Limiting Factors and Species Distribution
Abiotic factors often act as gatekeepers, determining where a species can and can’t live. When a single factor falls outside the range an organism can tolerate, it becomes a “limiting factor.” A cactus can’t survive in a swamp because water availability is too high. A tropical fish can’t survive in Arctic waters because temperature is too low.
Studies on species distribution consistently show that precipitation and water availability are among the strongest abiotic predictors of where animal populations thrive. Research tracking wild pig populations across their global range found that rainfall during both wet and dry seasons, along with evapotranspiration rates (a measure of how much water moves from soil and plants into the atmosphere), were top predictors of population density. But biotic factors mattered just as much: the number of large predator species in an area reduced pig density, and the amount of vegetated land increased it. Where a species ends up living is the result of abiotic and biotic pressures working simultaneously.
Levels of Ecological Organization
Biotic factors organize into a hierarchy that ecologists use to study life at different scales. At the smallest level is the individual organism. A group of individuals from the same species living in the same area forms a population. Multiple populations of different species interacting in one area make up a community. When you combine that community with all the abiotic factors in the area, you have an ecosystem. And the sum of all ecosystems on Earth, every place where life exists, is the biosphere.
This hierarchy matters because processes at one level ripple through others. A change in soil pH (abiotic, ecosystem level) might reduce plant diversity (community level), which shrinks herbivore populations (population level), which forces individual predators to change their hunting behavior (organism level).

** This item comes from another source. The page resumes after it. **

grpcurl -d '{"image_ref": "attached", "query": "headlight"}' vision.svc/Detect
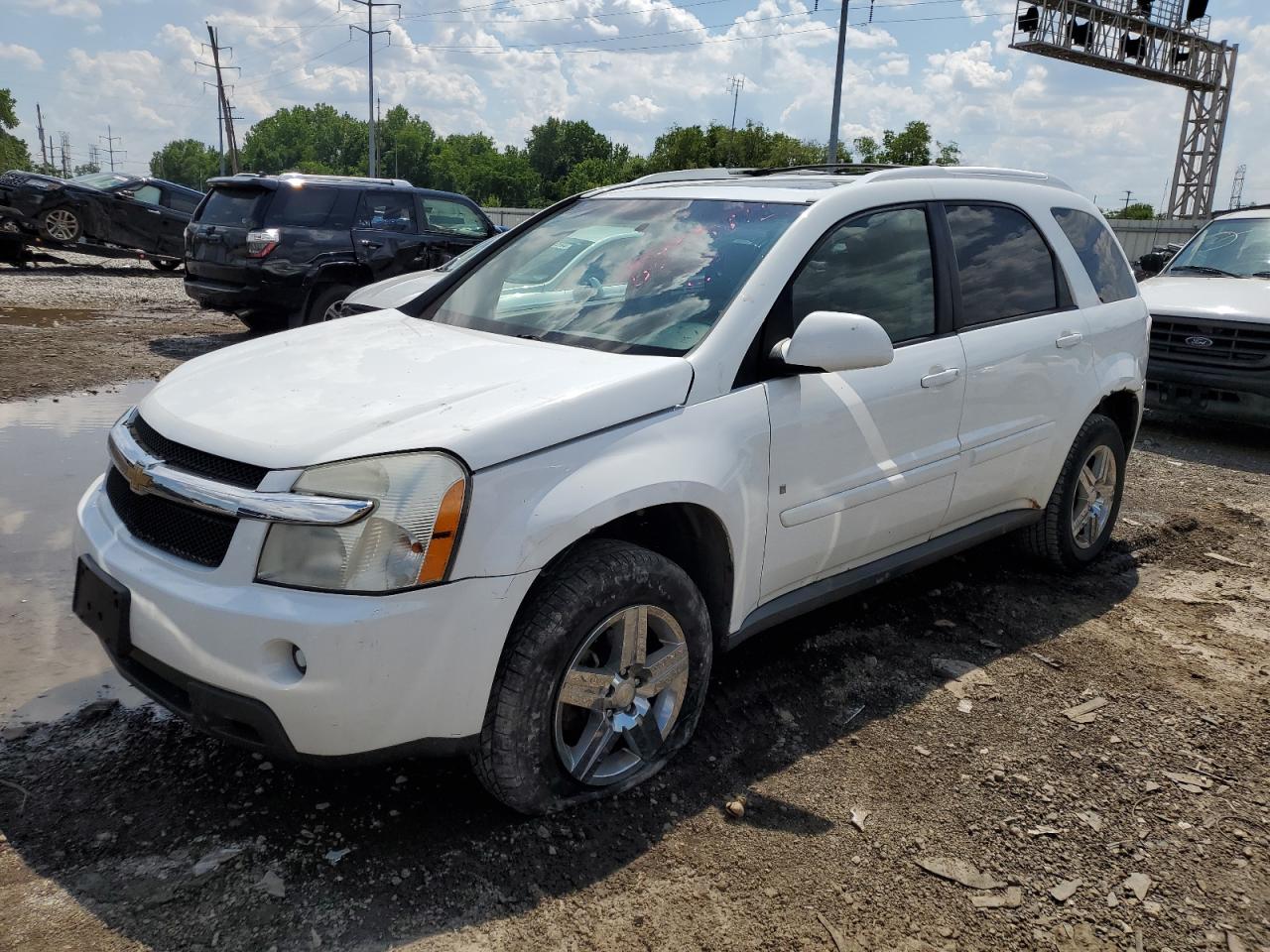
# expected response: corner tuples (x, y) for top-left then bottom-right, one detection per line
(255, 453), (467, 593)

How Human Activity Shifts the Balance
Human activity is now one of the most powerful forces altering abiotic factors worldwide. Agriculture changes soil chemistry and water content. Industrial emissions lower the pH of rain and ocean water. Urban development raises local temperatures and redirects water flow. These abiotic shifts then cascade into biotic consequences: species lose habitat, food webs destabilize, and biodiversity declines.
Research in China’s West Liao River Basin found that human activities reduced ecosystem health both directly and indirectly. The indirect path was especially telling: human land use lowered soil pH and soil water content, which in turn reduced plant diversity, which then weakened overall ecosystem function. In that study, human activity was a stronger driver of ecosystem decline than drought, one of the harshest natural abiotic stressors. The takeaway is that the line between abiotic and biotic isn’t just a classroom distinction. Disrupting the non-living environment inevitably disrupts the living one.